I’ve done a lot of secondary reading – I would not be surprised if the bibliography contains 100+ books by the end – but I still have a lot of primary research to do. In particular, sources such as the Portsmouth Evening News on microfilm, Portsmouth Military Service tribunal records, records of corporation employees such as tram workers and policemen, and also official documents at the National Archives and the Imperial War Museum.
I won’t give too much away about the book, but I am writing about:
- Lt Col Dick Worrall DSO and Bar MC and Bar
- The Royal Flying Corps
- Emigrants and Immigrants
- The Military Service Tribunal
- The early Tank men
- Boy soldiers
- Gallipoli, Salonika, Mesopotamia and Palestine
- Royal Naval Division/Royal Marines
- The first day on the Somme
- The Portsmouth Pals
- Prisoners of War
- 2nd Lieutenant Arthur Brickwood
With the wealth of sources available, I have been able to go into a lot of detail about many of the men I am writing about, in particular I have been able to give a fresh insight into the social history of Portsmouth in the period 1914 to 1918, and indeed before and afterwards.

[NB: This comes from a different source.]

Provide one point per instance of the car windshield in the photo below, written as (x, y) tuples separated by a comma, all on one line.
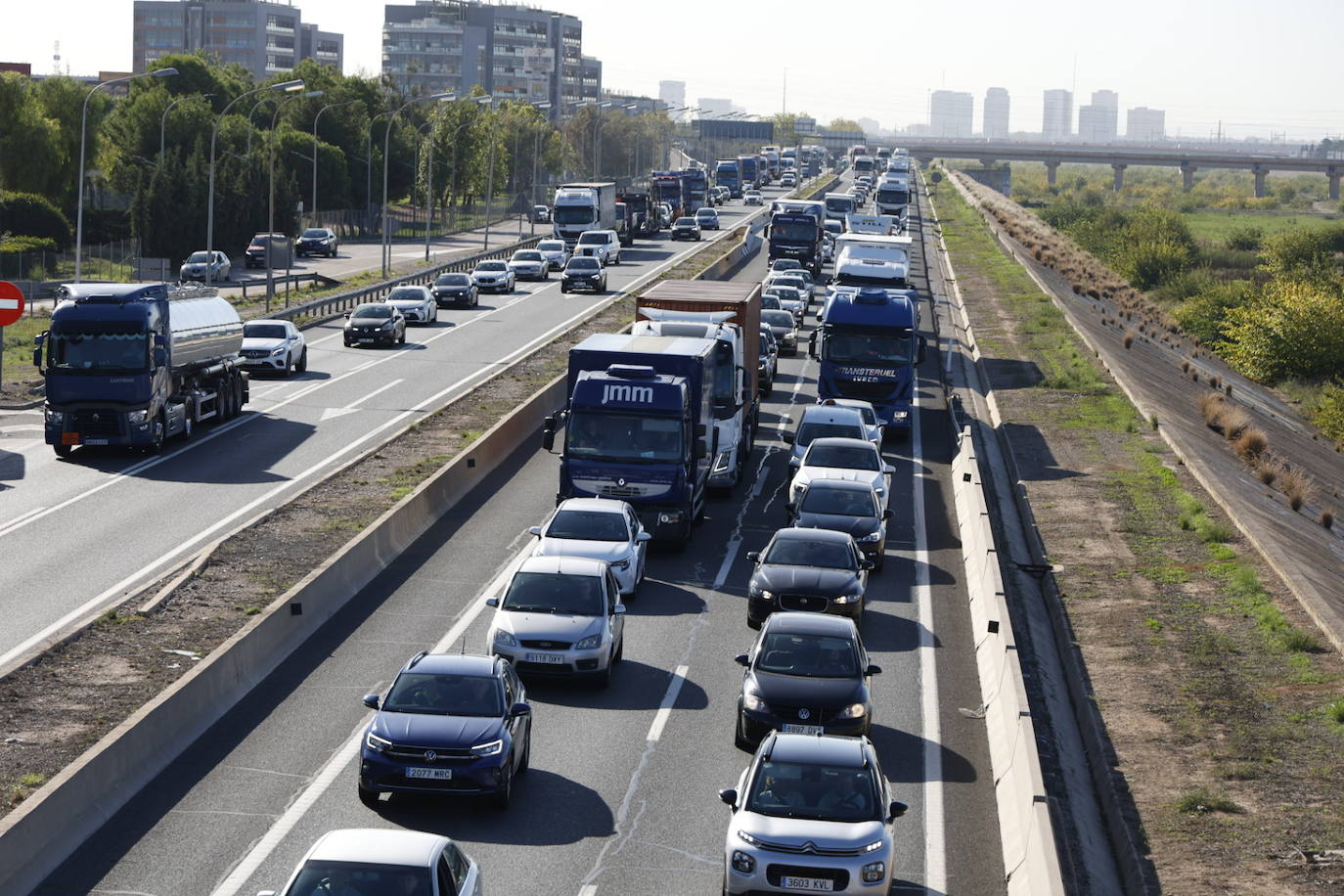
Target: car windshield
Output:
[(809, 431), (822, 792), (843, 456), (324, 876), (813, 655), (263, 331), (445, 694), (804, 553), (578, 596), (822, 499), (589, 525), (624, 437)]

One of the first military history books I read, as a young lad, was Arnhem by Martin Middlebrook. For no other reason than that it was the biggest book about Arnhem in the library, and it simply screamed ‘Arnhem’ from ten paces away. If only one day I could write a book like that. Years later, it is still a staple on my bookshelf, and I’ve reccomended it to most of my family (my late grandfather being an Arnhem veteran).
Years later, I’ve got a book of my own on the shelf at the same library, not very far from where Middlebrook’s Arnhem sat (and still does). Now that I’m researching the First World War I’ve gone to Middlebrook’s first book – the First Day on the Somme. For those of you who aren’t aware, Martin Middlebrook was an established poultry farmer when he went to the Somme battlefields in the late 1960’s. Motivated by what he saw, he resolved to write a book about 1 July 1916, the bloodiest day in the history of the British Army. Remember, he was a poultry farmer with no literary background.
After writing ten chapters, he sent it to his prospective publisher. The publisher in turn sent it to an un-named military historian for feedback. They received back 13 pages of critique, some of which I quote below:
‘mugged-up knowledge by an outsider’
‘familiar and elementary stuff’
‘all the old bromides’
‘his account of the army’s organisation and the trench system… rather like a child’s guide’
‘flat and wooden in the narrative’
Over 40 years later, Martin Middlebrook has written almost twenty books on military history, many of them bestsellers, about Arnhem, the RAF in the Second World War, and the Falklands. Isn’t is a good job that he and his publisher didn’t listen to the advice of a so-called military history expert?
I’m very pleased to announce that I have just signed a contract with my publishers, The History Press, for my next book, ‘Portsmouth’s World War One Heroes’.
At present we are aiming for publication in late 2013, in time for the Great War Centenary in 2014. Obviously I am writing it as we speak and I do not want to give too much away, but it’s going to be like my previous book, but longer; and with the wealth of sources available for the First World War I have been able to go into a lot more depth. It will include some individual stories, stories of battles and units, a look at Portsmouth in 1914 and how the fallen of the Great War were remembered in the town. As with my previous book, most of these stories have never been told before.